Examples with PutSecretValueRequest com.amazonaws.services.secretsmanager.model.PutSecretValueRequest used on opensource projects

Example 1 with PutSecretValueRequest

use of com.amazonaws.services.secretsmanager.model.PutSecretValueRequest in project fernet-java8 by l0s.
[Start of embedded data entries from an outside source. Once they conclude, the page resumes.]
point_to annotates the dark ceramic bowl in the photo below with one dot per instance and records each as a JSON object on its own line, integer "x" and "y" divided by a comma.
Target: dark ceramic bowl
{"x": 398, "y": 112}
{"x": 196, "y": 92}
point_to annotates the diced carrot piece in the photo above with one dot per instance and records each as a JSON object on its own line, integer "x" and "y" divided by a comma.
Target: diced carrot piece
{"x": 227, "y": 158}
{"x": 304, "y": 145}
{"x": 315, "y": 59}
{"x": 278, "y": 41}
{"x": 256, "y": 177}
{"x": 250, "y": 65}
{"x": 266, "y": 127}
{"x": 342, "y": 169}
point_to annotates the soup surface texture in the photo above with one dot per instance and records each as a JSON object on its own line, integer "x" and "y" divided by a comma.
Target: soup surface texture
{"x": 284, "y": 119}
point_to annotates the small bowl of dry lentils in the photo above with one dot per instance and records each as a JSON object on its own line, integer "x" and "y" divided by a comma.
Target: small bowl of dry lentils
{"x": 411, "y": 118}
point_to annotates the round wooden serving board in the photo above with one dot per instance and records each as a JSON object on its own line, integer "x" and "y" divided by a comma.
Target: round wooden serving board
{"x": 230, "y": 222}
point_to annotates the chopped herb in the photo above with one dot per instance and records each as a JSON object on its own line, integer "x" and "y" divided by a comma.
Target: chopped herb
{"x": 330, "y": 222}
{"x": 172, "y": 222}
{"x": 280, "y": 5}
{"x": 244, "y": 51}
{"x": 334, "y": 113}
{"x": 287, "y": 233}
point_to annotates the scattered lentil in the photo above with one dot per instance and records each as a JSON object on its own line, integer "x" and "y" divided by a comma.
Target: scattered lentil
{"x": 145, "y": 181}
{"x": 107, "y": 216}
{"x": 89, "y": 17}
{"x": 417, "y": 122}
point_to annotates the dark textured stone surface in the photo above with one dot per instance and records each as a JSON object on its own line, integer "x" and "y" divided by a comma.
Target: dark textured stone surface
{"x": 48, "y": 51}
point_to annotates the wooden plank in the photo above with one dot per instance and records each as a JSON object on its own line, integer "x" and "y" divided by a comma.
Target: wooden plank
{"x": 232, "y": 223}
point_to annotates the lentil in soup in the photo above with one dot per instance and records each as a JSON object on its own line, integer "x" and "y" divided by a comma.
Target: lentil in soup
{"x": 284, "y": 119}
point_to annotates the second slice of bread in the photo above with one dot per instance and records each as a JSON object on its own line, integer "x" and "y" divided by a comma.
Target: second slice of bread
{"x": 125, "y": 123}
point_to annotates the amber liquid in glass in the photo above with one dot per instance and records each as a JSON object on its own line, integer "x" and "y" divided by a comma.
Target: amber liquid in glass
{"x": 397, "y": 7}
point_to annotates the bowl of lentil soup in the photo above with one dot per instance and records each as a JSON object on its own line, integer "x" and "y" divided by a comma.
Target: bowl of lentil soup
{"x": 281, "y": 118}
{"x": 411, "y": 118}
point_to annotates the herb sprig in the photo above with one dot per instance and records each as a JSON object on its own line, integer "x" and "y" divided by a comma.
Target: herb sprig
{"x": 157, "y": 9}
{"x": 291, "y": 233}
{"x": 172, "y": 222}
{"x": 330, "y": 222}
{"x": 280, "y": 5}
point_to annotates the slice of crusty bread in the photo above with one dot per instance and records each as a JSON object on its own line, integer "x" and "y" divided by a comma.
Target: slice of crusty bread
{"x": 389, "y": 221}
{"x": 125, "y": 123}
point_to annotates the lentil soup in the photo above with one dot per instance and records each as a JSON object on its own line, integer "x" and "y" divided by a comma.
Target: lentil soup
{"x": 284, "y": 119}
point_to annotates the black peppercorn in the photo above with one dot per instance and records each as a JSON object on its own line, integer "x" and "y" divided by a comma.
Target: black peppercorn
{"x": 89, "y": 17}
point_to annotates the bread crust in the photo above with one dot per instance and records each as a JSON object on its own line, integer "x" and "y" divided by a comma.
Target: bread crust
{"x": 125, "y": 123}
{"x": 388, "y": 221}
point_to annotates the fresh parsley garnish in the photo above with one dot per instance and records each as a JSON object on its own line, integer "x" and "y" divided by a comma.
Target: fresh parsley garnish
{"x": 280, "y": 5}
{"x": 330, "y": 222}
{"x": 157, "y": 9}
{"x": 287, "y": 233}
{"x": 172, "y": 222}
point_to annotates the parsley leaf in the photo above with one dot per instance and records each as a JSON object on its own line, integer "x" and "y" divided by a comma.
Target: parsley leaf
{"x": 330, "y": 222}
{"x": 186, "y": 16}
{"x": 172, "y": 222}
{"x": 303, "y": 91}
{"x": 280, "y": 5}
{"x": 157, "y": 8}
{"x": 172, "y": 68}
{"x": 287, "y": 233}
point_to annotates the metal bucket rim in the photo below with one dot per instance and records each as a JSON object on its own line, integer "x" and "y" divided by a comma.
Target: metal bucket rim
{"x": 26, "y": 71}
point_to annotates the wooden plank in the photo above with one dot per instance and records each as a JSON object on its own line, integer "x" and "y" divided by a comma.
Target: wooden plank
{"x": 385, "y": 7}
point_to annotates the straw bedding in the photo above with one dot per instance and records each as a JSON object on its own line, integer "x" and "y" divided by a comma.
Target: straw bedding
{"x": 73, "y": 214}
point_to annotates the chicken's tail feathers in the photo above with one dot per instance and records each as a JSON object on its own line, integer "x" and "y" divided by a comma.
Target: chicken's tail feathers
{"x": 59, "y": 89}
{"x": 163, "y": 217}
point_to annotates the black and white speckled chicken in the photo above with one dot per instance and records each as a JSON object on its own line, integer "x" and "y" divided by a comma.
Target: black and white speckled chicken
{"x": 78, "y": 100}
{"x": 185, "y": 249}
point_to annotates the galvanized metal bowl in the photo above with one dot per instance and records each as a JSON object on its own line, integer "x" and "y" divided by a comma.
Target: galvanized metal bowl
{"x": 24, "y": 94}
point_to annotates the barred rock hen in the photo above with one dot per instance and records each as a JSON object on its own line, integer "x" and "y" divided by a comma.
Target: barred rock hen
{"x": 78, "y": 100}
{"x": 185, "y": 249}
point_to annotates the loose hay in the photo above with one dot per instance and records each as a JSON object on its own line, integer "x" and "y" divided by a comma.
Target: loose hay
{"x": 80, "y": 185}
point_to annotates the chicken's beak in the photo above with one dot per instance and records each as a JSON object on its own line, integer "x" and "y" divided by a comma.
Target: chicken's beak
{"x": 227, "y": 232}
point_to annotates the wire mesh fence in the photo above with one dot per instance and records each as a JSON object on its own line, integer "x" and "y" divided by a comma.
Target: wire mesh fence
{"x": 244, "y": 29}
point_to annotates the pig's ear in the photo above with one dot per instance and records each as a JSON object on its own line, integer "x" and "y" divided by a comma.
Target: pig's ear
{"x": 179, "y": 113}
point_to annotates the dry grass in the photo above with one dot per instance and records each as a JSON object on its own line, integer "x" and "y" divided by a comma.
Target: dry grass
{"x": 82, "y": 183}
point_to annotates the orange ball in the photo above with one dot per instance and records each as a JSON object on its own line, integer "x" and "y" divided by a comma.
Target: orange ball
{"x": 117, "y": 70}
the class MemoryOverwritingRequestHandlerTest method verifyAfterErrorClearsSecret.

@Test
public void verifyAfterErrorClearsSecret() {
    // given
    final ByteBuffer secretBinary = ByteBuffer.wrap(new byte[] { 1, 1, 2, 3, 5, 8 });
    assertTrue(Arrays.equals(secretBinary.array(), new byte[] { 1, 1, 2, 3, 5, 8 }));
    final PutSecretValueRequest originalRequest = new PutSecretValueRequest();
    originalRequest.setSecretBinary(secretBinary);
    final Request<PutSecretValueRequest> request = new DefaultRequest<PutSecretValueRequest>(originalRequest, "AWSSecretsManager");
    final PutSecretValueResult result = mock(PutSecretValueResult.class);
    final HttpResponse httpResponse = mock(HttpResponse.class);
    final Response<PutSecretValueResult> response = new Response<PutSecretValueResult>(result, httpResponse);
    // when
    handler.afterError(request, response, new Exception());
    // then
    assertFalse(Arrays.equals(secretBinary.array(), new byte[] { 1, 1, 2, 3, 5, 8 }));
}

Example 2 with PutSecretValueRequest

use of com.amazonaws.services.secretsmanager.model.PutSecretValueRequest in project fernet-java8 by l0s.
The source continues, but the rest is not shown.